一人は西大和へ、もう一人は星光へ進学しました。
星光に行った子は残念ながら
志望していた西大和には合格できなかったのです。

その6年後。
“星光君”は東大に合格しました。それも理系です。
“西大和君”は関西の私大に行きました。

私の中では大学の入試結果など
人間の評価ではないと思っているのですが…。
いわゆる入試結果と言う意味では星光君の圧倒的勝利です。

中学受験生の大半のお母さん方は
『問題数を減らす』ことにはまずもって賛成しません。
怖くてできないのです。何が怖いのだろう・・・?

この星光君は、塾に来ている時、物凄くスローモーでした。
宿題も点検すると“ここまでしかできませんでした”とか、
“この問題、解けなかったので、諦めずに自分で解きます。
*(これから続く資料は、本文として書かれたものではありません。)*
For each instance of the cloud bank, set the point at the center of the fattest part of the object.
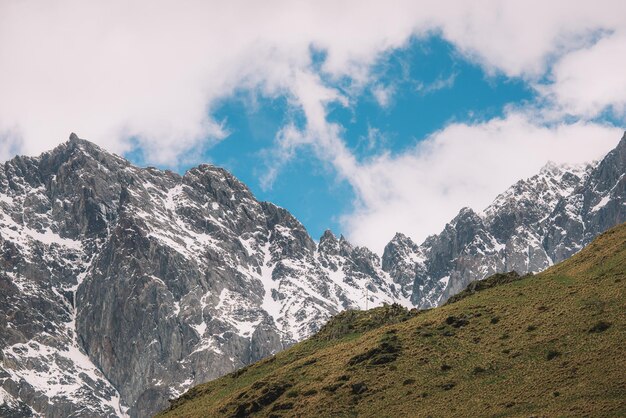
(145, 75)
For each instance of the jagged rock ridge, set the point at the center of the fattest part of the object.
(123, 286)
(534, 224)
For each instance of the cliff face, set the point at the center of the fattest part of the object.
(125, 286)
(121, 287)
(534, 224)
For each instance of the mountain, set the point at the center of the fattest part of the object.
(535, 223)
(124, 286)
(539, 345)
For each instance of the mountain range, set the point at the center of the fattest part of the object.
(543, 345)
(122, 287)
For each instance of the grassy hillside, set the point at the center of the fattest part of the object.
(551, 344)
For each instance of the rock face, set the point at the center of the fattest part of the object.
(534, 224)
(121, 287)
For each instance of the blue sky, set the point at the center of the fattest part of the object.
(433, 86)
(364, 117)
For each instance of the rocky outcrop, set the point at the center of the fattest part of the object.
(534, 224)
(121, 287)
(124, 286)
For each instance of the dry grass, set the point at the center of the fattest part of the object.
(545, 345)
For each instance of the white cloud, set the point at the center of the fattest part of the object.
(591, 80)
(151, 71)
(462, 165)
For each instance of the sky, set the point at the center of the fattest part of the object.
(364, 117)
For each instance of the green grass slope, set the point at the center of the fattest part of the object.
(552, 344)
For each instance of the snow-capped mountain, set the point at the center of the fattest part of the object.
(535, 223)
(121, 286)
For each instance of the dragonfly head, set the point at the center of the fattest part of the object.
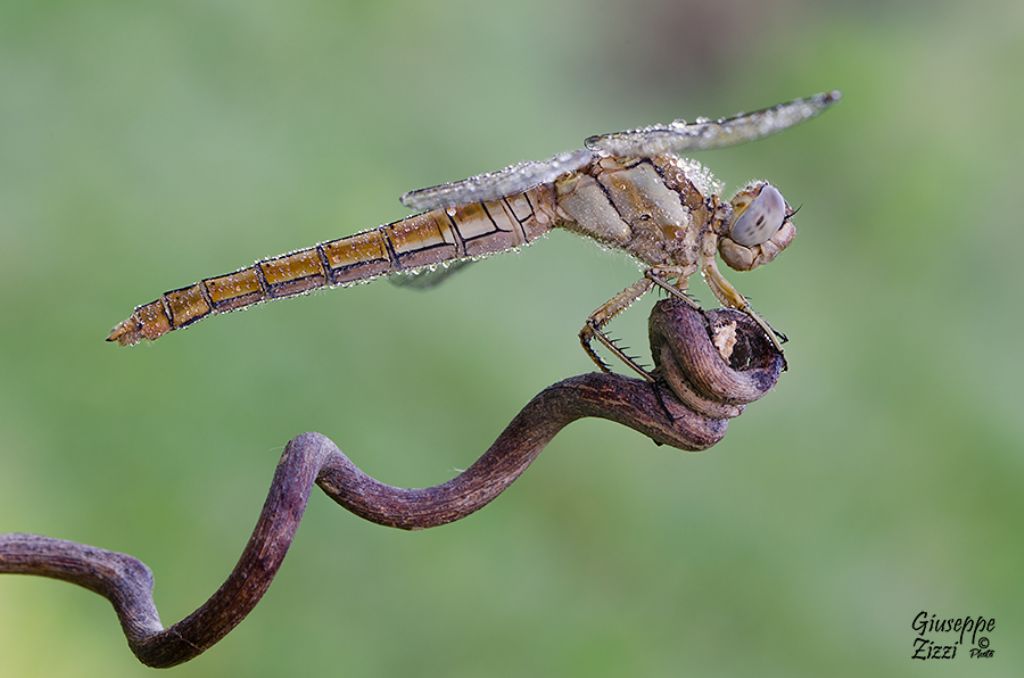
(758, 228)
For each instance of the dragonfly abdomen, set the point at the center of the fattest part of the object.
(412, 244)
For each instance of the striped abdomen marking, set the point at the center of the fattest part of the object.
(417, 242)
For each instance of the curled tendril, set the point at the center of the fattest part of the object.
(709, 366)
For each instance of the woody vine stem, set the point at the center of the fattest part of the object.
(709, 366)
”
などという言葉を何度も何度も聴きました。
そして遅ればせながら彼は必ずそのやり残しを
解消していきました。

そして彼は6年生の後半にこんなことを言いいました。
“センセイ、もう宿題は出さないでください”
どういう答えが返って来るか予想は付いたが…、
他の子にも聴かせたかったので“質問”をした。

『なぜ、宿題は要らないの?』
すると彼はこう答えた。
『だって、やらなくてはいけないことがたくさんあるんです!
それをしたいから、宿題は要りません!』と。

それを聴いた時、この子の未来が透けて見えたと思いました。
が、まさかそれが東大だとは思いもよりませんでした。
勉強を『強制してさせる』ことは良い結果には繋がらないという
実にわかりやすいケースを彼は残してくれました。